Precisamos avaliar discursos e políticas governamentais com base no que realmente precisa ser feito diante da crise climática.
“Agora, vamos lutar pelo desmatamento zero da Amazônia.”. Essa frase estava no primeiro pronunciamento de Luiz Inácio Lula da Silva, após a confirmação de sua eleição para presidente. Tais palavras confortam os anseios de muitos, como eu, que trabalham pela conservação na Amazônia. Reforçam a expectativa de que o Brasil voltará a dar exemplo ao mundo sobre como agir para evitar o agravamento da crise climática. Além disso, essa frase automaticamente subiu a barra para avaliarmos planos e ações climáticas governamentais. Que fiquem no passado os tempos de se contentar com discursos de pouca ambição climática!
A crise climática não está apenas batendo à nossa porta. Ela está batendo na nossa cara! Em 2022, já tivemos pelo menos quatro grandes exemplos de eventos climáticos extremos no país: enchentes e tragédia na Bahia, em Petrópolis, em Recife e, mais recentemente, uma seca histórica no Amazonas. Houve mortes e prejuízos para milhares de famílias brasileiras. E tais situações não foram suficientes para que governos no país criassem programas de adaptação a tais eventos extremos.
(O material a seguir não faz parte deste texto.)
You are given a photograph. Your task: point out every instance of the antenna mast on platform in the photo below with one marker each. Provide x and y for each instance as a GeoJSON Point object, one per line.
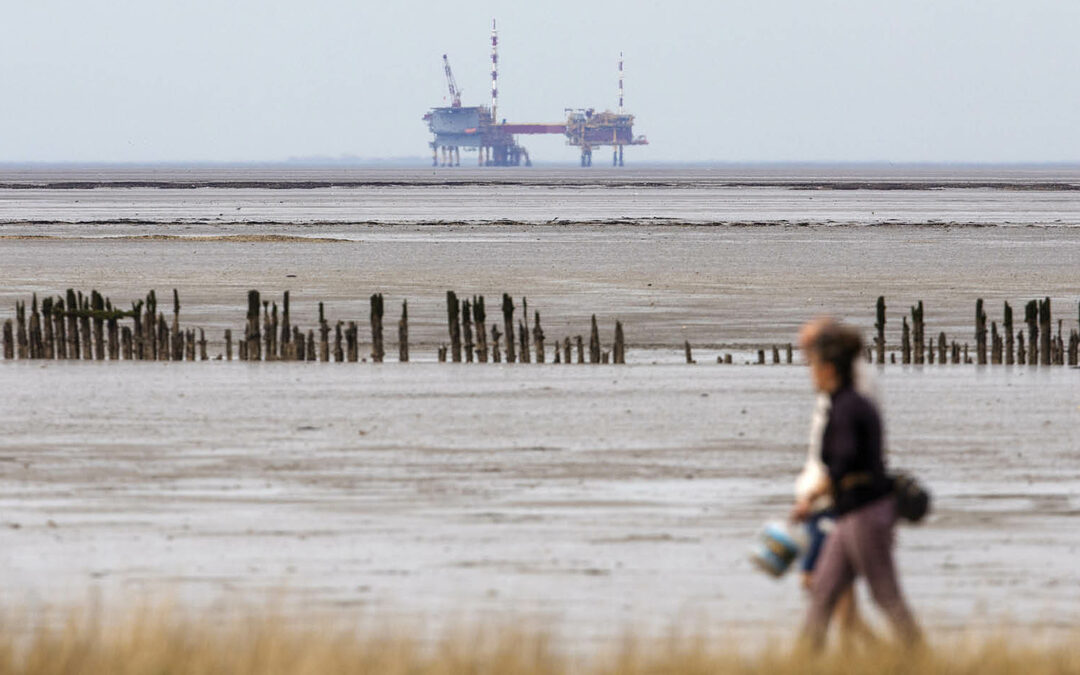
{"type": "Point", "coordinates": [495, 73]}
{"type": "Point", "coordinates": [620, 82]}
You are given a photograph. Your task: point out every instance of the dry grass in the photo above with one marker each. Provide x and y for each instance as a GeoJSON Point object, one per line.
{"type": "Point", "coordinates": [150, 644]}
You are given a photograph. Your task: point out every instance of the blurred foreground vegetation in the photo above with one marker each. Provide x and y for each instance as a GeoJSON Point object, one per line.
{"type": "Point", "coordinates": [164, 646]}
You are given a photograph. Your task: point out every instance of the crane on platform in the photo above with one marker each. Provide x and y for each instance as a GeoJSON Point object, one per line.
{"type": "Point", "coordinates": [451, 84]}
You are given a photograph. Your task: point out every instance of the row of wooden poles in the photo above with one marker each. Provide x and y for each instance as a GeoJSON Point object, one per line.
{"type": "Point", "coordinates": [88, 327]}
{"type": "Point", "coordinates": [1007, 347]}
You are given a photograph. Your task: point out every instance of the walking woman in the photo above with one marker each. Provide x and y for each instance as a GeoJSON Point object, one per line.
{"type": "Point", "coordinates": [812, 485]}
{"type": "Point", "coordinates": [861, 541]}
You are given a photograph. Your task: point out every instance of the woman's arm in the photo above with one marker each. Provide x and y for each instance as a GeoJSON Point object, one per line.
{"type": "Point", "coordinates": [802, 504]}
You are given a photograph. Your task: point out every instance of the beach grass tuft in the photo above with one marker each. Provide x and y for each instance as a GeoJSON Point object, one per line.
{"type": "Point", "coordinates": [163, 644]}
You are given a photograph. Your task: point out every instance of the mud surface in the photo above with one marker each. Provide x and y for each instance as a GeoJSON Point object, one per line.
{"type": "Point", "coordinates": [716, 286]}
{"type": "Point", "coordinates": [595, 498]}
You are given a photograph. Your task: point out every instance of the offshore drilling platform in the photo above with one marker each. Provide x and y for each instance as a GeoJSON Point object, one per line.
{"type": "Point", "coordinates": [458, 126]}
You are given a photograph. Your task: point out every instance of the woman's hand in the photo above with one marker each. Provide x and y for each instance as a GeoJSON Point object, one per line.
{"type": "Point", "coordinates": [801, 510]}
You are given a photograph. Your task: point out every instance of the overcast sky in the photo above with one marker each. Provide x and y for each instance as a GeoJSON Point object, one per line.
{"type": "Point", "coordinates": [716, 80]}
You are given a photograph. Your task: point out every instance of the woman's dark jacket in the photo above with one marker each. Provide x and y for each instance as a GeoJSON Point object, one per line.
{"type": "Point", "coordinates": [851, 450]}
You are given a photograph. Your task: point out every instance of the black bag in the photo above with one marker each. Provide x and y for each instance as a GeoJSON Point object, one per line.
{"type": "Point", "coordinates": [913, 499]}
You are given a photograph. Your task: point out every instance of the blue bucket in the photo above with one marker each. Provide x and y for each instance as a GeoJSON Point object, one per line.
{"type": "Point", "coordinates": [778, 547]}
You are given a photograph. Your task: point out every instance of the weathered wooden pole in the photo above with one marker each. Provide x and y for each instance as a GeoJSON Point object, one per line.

As palavras iniciais do presidente eleito Lula sinalizaram que lidar com a crise climática está na agenda de seu próximo mandato. Mas não bastará aguardar que o governo federal reconstrua políticas ambientais que foram desfeitas pelo governo Bolsonaro. Também precisamos cobrar dos estados que alinhem suas políticas e incentivos para reduzir de forma mais expressiva e rápida as emissões de gases do efeito estufa no Brasil. Afinal, a gestão ambiental é compartilhada entre os diferentes níveis de governo.
Apesar das alianças de governos estaduais que surgiram nos últimos anos com o propósito de frear os desmandos das políticas anti-ambientais federais, não houve resultados expressivos. Na Amazônia, o desmatamento continuou subindo.
As alianças estaduais na agenda ambiental sem apoio do governo federal foram limitadas por pelo menos dois aspectos. Primeiro, a base política de muitos destes governos está próxima dos atores ligados a desmatamento, garimpo e outros crimes ambientais. Segundo, há fatores estruturais da governança ambiental no Brasil que limitam a capacidade prática dos estados no tema. Por exemplo, a competência na gestão ambiental é compartilhada entre União, estados e municípios, mas não há repasse de recursos para garantir essas funções de forma descentralizada.
Porém, a ausência de transferência de orçamento não justifica decisões políticas desses governos estaduais desalinhadas da conservação ambiental. Por exemplo, a sanção do governador de Rondônia à lei que reduziu quase 220 mil hectares de áreas protegidas estaduais, e que felizmente foi suspensa em novembro de 2021 pelo judiciário. Em outro caso recente, o governador de Roraima sancionou lei estadual que contraria a constituição federal ao proibir a destruição de maquinário usado em crimes ambientais. No Pará, um decreto estadual de 2020 poderá alocar um subsídio estadual de R$ 6,7 bilhões na eventual venda de terra pública, o que reforça um incentivo perverso à ocupação ilegal e especulação de terras públicas.
Considerando a gravidade da crise climática e a mudança no governo federal, precisamos subir coletivamente a barra de avaliação das políticas climáticas no Brasil. Os próximos quatro anos serão chaves para que o Brasil estabeleça políticas e ações com a ambição climática necessária segundo a ciência. E o desmatamento zero até 2030 precisa ser um grande objetivo coletivo a ser perseguido em todas as esferas de governo.
Para expandir o apoio a esse objetivo, talvez seja necessário encontrarmos “Janones climáticos” que possam levar a mensagem da urgência climática de forma mais atrativa a cada vez mais pessoas. Temos muitas lições sobre comunicação a aprender com o deputado federal André Janones, que combateu fake news e engajou milhões de pessoas nas redes sociais na campanha de Lula.
Afinal, o grau de consciência e exigência que tivermos agora em relação às políticas climáticas vai determinar o futuro que nossas crianças terão. Ou seja, se elas sofrerão com os cenários de maior aquecimento do planeta ou se conseguirão lidar de uma forma menos traumática com os efeitos climáticos já inevitáveis.